Vitamin D supports several essential functions in the body, including bone health, immune defense, and muscle function. Recent studies have investigated whether it also affects blood pressure, with mixed findings.
Research has shown that individuals with low vitamin D levels tend to have higher blood pressure. This led scientists to investigate whether supplementing with vitamin D could help lower it. Some clinical trials have found modest improvements in blood pressure among participants taking vitamin D, while others have shown no significant effect.
The most consistent benefits are observed in individuals who are both vitamin D deficient and already have high blood pressure.

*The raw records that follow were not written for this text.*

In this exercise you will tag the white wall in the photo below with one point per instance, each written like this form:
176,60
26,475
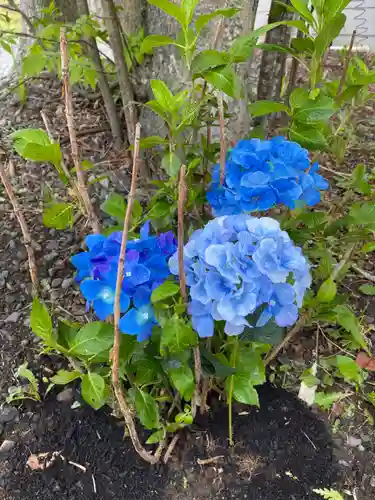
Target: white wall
360,16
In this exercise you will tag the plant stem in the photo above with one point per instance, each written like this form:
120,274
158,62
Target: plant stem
121,398
233,362
24,228
223,148
81,182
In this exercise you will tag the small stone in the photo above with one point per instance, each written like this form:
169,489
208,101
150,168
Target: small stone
6,446
65,396
8,414
13,318
51,256
354,442
56,282
66,283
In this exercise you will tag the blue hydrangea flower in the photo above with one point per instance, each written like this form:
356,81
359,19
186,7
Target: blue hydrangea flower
238,265
146,267
262,174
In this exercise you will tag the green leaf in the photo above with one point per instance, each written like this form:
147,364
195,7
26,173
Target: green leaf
152,141
329,32
49,153
347,319
58,215
349,369
93,390
115,206
368,289
363,213
224,79
327,291
302,8
243,391
206,18
176,336
163,95
164,291
188,8
24,372
40,321
23,137
208,59
146,407
359,180
156,437
152,41
325,400
368,247
64,377
171,164
333,7
183,380
261,108
93,340
308,137
314,111
243,46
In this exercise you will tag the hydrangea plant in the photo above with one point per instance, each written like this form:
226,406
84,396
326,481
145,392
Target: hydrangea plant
261,174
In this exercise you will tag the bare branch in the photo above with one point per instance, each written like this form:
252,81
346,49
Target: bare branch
24,228
81,182
223,147
121,398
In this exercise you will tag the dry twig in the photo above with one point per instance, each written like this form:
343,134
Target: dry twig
24,228
120,396
81,182
223,148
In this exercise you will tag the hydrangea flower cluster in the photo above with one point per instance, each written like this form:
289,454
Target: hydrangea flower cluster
237,264
146,267
261,174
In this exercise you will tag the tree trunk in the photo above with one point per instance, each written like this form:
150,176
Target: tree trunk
126,89
104,87
272,68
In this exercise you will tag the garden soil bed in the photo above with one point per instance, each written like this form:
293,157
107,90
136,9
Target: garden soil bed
282,452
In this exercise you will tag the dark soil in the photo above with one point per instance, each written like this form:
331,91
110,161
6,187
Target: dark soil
283,451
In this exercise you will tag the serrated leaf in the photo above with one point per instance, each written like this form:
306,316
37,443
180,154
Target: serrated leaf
349,369
93,390
93,341
146,407
367,289
327,291
40,321
115,206
171,164
164,291
347,319
176,336
58,216
64,377
261,108
183,380
169,8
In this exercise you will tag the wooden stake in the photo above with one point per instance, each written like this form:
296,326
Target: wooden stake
120,395
24,228
81,182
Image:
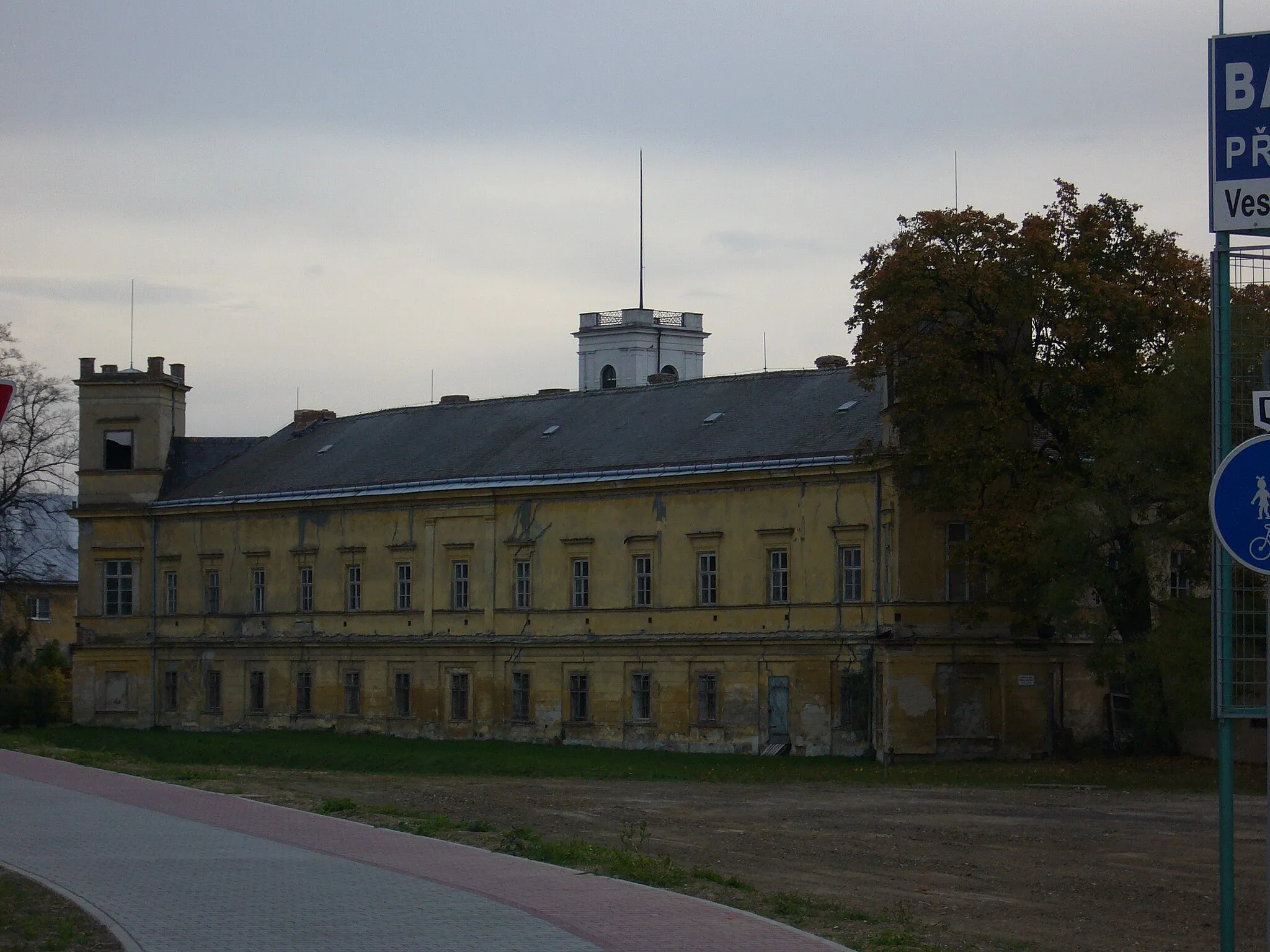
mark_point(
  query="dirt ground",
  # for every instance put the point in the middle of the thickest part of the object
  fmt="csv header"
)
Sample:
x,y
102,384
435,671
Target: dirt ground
x,y
1071,870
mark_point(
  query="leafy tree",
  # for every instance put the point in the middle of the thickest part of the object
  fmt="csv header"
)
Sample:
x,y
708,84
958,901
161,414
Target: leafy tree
x,y
1049,385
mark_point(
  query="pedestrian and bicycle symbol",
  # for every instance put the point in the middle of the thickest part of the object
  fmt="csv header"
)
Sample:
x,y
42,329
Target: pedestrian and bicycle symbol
x,y
1238,503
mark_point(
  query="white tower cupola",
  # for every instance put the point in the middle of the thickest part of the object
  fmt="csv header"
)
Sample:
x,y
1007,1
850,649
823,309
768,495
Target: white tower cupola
x,y
625,348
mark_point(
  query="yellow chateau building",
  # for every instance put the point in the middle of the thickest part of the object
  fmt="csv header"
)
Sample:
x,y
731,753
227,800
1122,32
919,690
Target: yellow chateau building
x,y
689,563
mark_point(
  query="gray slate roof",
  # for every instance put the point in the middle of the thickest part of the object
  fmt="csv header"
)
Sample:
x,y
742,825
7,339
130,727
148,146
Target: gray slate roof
x,y
766,416
40,541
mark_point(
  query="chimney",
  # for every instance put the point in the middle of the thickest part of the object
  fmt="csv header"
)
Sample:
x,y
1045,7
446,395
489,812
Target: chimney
x,y
304,419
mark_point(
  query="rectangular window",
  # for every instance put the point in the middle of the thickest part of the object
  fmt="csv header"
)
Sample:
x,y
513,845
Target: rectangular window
x,y
118,588
459,696
353,592
580,583
306,589
520,696
304,692
213,592
708,699
213,684
1179,583
779,575
171,689
522,584
957,535
258,591
851,571
459,592
118,450
643,582
352,692
642,696
579,699
402,694
403,587
708,578
255,692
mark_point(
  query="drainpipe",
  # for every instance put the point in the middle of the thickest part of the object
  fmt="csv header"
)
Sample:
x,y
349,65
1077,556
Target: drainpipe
x,y
154,621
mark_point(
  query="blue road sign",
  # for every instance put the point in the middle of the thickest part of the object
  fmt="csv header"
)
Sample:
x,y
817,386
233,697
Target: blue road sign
x,y
1238,503
1238,131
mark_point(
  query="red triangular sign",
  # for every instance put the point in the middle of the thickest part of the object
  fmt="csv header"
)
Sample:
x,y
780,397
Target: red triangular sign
x,y
7,389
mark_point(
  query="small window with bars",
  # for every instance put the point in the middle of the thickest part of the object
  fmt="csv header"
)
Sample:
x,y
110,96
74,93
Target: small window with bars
x,y
523,588
643,582
404,570
708,578
779,575
642,696
520,696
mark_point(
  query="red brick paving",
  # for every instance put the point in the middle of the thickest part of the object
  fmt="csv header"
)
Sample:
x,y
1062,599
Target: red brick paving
x,y
616,915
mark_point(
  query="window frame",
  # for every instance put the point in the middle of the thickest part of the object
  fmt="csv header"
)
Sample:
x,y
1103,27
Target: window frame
x,y
213,694
213,592
306,589
404,586
579,587
642,571
521,697
258,589
642,697
779,576
708,578
460,586
579,697
460,689
125,594
851,573
257,684
106,451
353,587
304,692
709,716
402,689
522,594
352,692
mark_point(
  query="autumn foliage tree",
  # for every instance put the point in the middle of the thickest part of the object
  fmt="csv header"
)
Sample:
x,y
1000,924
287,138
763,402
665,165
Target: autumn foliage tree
x,y
1049,386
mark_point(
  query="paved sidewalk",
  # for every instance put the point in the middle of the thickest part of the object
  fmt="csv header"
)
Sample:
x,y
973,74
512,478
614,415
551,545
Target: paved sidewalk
x,y
186,870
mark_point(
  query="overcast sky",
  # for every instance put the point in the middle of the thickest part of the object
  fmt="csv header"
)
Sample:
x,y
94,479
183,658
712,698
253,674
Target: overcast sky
x,y
349,197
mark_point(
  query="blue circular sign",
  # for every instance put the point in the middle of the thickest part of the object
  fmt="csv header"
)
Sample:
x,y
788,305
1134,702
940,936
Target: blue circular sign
x,y
1238,503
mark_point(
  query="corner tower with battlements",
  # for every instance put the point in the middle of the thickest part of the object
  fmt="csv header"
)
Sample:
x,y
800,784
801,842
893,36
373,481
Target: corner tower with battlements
x,y
625,348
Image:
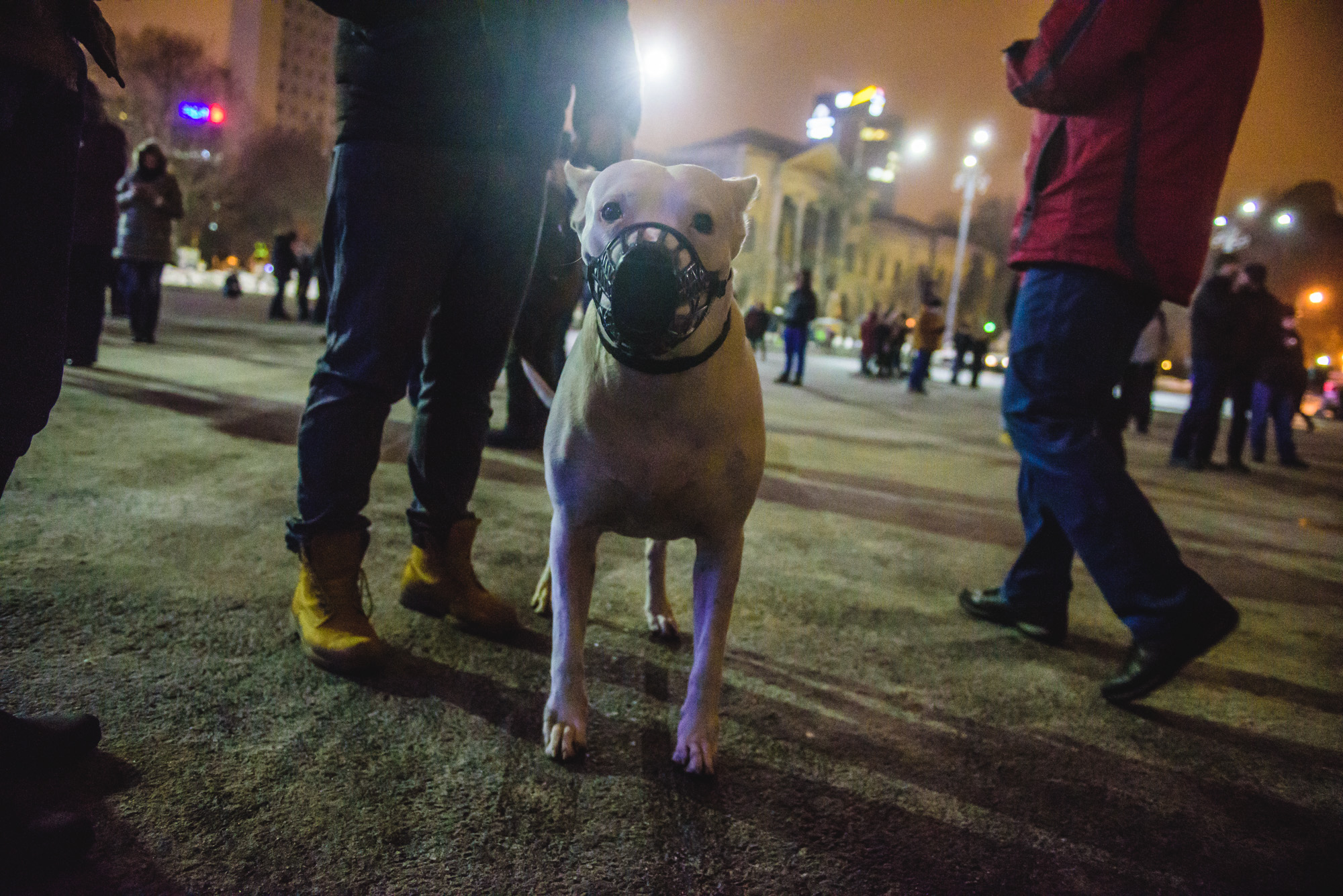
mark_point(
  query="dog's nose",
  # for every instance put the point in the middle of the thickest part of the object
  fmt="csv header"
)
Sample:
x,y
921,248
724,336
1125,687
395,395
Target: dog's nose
x,y
645,294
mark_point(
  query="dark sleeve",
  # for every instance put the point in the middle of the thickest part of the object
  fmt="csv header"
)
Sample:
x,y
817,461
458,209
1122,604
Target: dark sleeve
x,y
1082,52
606,75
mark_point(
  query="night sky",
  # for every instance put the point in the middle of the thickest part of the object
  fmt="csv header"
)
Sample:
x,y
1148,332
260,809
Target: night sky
x,y
761,62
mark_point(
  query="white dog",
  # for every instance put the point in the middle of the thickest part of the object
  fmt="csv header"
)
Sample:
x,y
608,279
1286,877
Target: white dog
x,y
657,427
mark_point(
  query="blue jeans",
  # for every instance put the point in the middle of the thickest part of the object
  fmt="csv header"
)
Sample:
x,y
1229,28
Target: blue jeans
x,y
428,254
919,369
1281,405
1072,336
794,349
1197,434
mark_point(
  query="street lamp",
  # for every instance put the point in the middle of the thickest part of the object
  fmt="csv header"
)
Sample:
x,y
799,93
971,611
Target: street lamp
x,y
970,181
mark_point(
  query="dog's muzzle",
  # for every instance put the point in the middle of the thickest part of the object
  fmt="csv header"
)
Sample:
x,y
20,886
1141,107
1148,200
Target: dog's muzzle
x,y
652,291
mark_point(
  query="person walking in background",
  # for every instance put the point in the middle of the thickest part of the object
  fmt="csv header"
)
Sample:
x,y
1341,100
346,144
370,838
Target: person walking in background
x,y
797,322
1140,381
1212,329
868,338
1138,106
42,77
757,323
103,160
150,201
929,332
1279,385
283,260
451,117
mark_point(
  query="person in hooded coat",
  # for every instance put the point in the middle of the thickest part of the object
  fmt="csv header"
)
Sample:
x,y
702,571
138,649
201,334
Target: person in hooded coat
x,y
150,201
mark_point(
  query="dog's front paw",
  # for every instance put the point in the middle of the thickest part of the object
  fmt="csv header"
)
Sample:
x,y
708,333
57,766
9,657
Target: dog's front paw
x,y
565,728
696,744
542,596
663,624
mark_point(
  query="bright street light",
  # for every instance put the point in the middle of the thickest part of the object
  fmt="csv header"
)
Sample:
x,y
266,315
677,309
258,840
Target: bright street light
x,y
656,63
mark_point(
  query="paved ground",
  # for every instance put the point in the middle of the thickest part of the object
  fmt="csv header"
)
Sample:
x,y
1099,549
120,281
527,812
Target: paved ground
x,y
875,740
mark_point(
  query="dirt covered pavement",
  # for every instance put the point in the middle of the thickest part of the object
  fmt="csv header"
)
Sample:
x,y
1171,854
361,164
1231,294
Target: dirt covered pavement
x,y
875,740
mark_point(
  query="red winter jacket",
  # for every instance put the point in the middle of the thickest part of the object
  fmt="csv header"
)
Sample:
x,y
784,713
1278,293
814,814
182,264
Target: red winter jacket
x,y
1138,105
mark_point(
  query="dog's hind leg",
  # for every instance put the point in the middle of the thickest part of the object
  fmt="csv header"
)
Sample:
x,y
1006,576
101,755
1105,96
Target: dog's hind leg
x,y
573,566
657,609
542,596
718,565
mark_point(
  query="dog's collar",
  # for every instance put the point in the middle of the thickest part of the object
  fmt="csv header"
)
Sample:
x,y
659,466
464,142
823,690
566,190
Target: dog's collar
x,y
665,365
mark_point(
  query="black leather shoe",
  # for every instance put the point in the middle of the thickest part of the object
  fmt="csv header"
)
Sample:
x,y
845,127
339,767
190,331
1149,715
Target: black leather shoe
x,y
46,741
1150,664
989,605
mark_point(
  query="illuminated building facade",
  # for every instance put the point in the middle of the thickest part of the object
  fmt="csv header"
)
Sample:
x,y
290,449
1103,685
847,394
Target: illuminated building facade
x,y
281,58
817,212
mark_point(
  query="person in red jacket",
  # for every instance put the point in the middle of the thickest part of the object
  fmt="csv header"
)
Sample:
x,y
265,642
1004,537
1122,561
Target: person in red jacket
x,y
1138,105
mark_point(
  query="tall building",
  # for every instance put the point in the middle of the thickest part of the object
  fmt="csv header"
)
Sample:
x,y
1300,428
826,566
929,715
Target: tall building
x,y
280,54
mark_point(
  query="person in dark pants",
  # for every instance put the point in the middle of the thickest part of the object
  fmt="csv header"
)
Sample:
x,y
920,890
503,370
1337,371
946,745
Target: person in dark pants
x,y
306,267
797,322
1213,332
547,311
1115,219
283,262
451,115
103,158
757,323
1278,391
42,71
929,332
150,201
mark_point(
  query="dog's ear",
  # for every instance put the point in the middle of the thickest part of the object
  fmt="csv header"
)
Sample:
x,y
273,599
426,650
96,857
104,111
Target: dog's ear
x,y
581,181
743,192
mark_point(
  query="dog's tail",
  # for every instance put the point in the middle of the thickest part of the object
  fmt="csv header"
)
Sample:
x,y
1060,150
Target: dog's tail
x,y
543,389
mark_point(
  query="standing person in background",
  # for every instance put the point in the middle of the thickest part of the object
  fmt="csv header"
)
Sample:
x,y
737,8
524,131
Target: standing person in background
x,y
870,344
929,332
451,115
103,158
1136,389
283,260
150,201
1138,106
757,323
1212,329
1278,391
42,74
797,322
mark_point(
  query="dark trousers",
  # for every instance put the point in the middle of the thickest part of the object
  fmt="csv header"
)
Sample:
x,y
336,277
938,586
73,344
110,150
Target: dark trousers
x,y
1197,431
429,254
1279,405
1072,336
277,302
1240,388
142,285
40,145
307,267
91,275
794,350
1136,395
919,369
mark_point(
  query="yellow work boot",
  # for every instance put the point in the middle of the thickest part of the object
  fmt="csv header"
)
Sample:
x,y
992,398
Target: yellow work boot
x,y
440,580
334,628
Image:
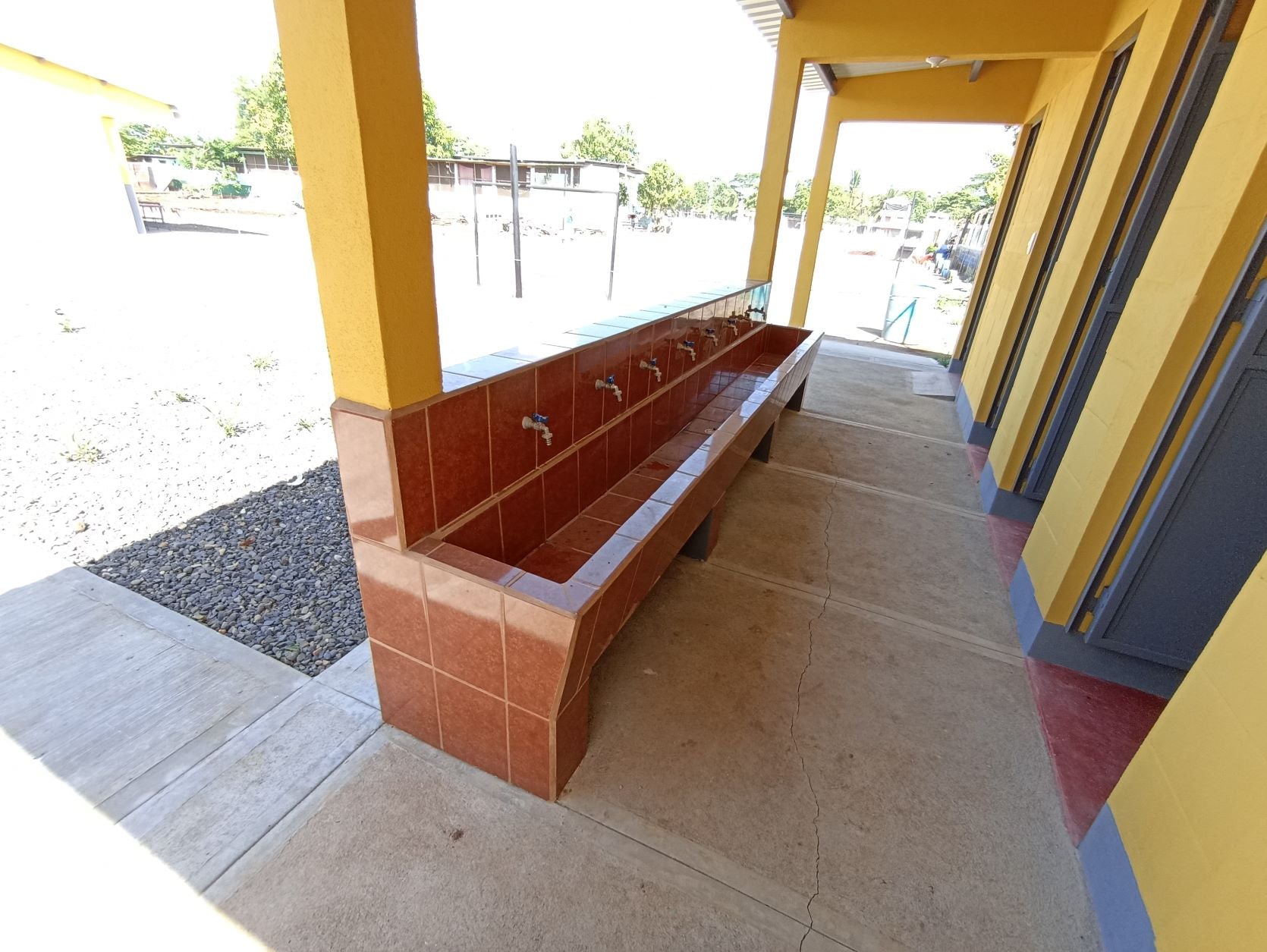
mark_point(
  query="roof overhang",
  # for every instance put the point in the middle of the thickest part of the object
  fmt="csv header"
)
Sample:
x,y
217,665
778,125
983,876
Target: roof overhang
x,y
121,100
768,17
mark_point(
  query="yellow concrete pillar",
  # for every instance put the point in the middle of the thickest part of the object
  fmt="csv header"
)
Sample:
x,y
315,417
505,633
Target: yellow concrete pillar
x,y
357,104
121,162
813,223
775,165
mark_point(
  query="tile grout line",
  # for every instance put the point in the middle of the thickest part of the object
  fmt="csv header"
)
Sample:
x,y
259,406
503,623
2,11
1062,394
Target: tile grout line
x,y
958,639
879,491
796,717
673,859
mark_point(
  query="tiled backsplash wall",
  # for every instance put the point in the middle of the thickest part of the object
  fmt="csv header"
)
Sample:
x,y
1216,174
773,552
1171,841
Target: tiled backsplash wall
x,y
463,459
495,568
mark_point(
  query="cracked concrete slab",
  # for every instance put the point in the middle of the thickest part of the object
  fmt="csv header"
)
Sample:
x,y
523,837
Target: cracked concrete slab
x,y
920,755
417,851
877,393
932,564
115,693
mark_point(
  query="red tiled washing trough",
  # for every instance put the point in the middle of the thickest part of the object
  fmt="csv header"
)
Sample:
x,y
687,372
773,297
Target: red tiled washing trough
x,y
495,570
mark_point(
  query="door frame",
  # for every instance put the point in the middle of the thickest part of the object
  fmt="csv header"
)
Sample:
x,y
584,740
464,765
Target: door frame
x,y
1055,426
1248,345
1070,203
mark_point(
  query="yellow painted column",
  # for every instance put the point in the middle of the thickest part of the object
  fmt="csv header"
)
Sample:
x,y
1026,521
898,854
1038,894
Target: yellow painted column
x,y
775,165
357,105
1190,805
813,223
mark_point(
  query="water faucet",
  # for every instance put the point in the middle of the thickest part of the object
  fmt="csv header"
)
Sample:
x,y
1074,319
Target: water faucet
x,y
539,423
608,385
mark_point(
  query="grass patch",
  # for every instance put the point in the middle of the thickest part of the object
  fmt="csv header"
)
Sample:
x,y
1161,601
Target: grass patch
x,y
83,451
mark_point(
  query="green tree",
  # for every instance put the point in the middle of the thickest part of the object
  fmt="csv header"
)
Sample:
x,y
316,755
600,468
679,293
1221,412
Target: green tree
x,y
142,140
701,196
982,190
725,200
800,200
442,141
838,202
747,184
215,154
602,141
264,113
960,204
920,204
660,188
991,184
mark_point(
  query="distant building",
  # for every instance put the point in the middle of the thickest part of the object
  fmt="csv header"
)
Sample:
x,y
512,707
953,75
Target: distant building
x,y
79,183
894,218
542,200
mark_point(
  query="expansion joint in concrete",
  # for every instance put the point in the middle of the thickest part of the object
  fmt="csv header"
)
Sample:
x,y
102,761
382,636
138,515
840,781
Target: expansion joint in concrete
x,y
796,718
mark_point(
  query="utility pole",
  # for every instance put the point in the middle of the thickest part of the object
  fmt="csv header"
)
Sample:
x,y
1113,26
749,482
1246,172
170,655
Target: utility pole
x,y
514,221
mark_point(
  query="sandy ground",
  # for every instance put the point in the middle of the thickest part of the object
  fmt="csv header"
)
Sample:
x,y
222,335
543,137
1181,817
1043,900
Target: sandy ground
x,y
166,374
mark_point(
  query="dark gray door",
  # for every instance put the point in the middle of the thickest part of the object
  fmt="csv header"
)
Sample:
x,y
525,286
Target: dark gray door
x,y
1095,331
1208,529
1002,226
1061,231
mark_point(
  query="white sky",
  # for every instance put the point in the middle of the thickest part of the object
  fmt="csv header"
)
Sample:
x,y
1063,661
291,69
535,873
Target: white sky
x,y
692,77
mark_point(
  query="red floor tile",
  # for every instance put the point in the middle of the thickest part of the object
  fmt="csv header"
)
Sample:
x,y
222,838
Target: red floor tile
x,y
1093,728
584,534
1008,538
554,562
977,457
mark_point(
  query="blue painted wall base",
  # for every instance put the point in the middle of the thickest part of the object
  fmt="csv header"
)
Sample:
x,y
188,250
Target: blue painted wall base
x,y
1124,922
1049,642
1001,502
976,434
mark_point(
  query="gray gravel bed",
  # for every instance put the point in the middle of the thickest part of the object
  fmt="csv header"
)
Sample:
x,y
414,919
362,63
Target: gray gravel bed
x,y
272,570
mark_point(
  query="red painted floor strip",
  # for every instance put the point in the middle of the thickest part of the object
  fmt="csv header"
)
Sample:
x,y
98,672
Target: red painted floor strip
x,y
1008,538
1091,728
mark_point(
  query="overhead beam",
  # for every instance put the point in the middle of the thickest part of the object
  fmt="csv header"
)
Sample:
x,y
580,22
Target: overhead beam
x,y
828,77
879,30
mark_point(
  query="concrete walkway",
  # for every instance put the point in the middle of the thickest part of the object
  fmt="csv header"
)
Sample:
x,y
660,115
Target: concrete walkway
x,y
820,740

In such cases, supplementing with vitamin D may play a small, supportive role in managing hypertension, especially when combined with lifestyle changes, such as a balanced diet, regular physical activity, and prescribed medications. Older adults, in particular, may see more noticeable benefits.
How much vitamin D should you take? It varies by age and individual needs. General recommendations are:
- Infants (0–12 months): 400 IU daily
- Children and adults (1–70 years): 600 IU daily
- Adults over 70: 800 IU daily
However, some people—especially those with limited sun exposure, darker skin, or certain health conditions—may need more. Many experts suggest 1,000–2,000 IU per day for these groups. In clinical studies on blood pressure, doses ranged from 800 to 4,000 IU per day, though higher doses haven’t always resulted in better outcomes.
To determine the right amount for you, consult your healthcare provider. A simple blood test can assess your vitamin D levels and guide your supplementation plan. While vitamin D may offer mild support for blood pressure control, it’s most effective when part of a broader health strategy.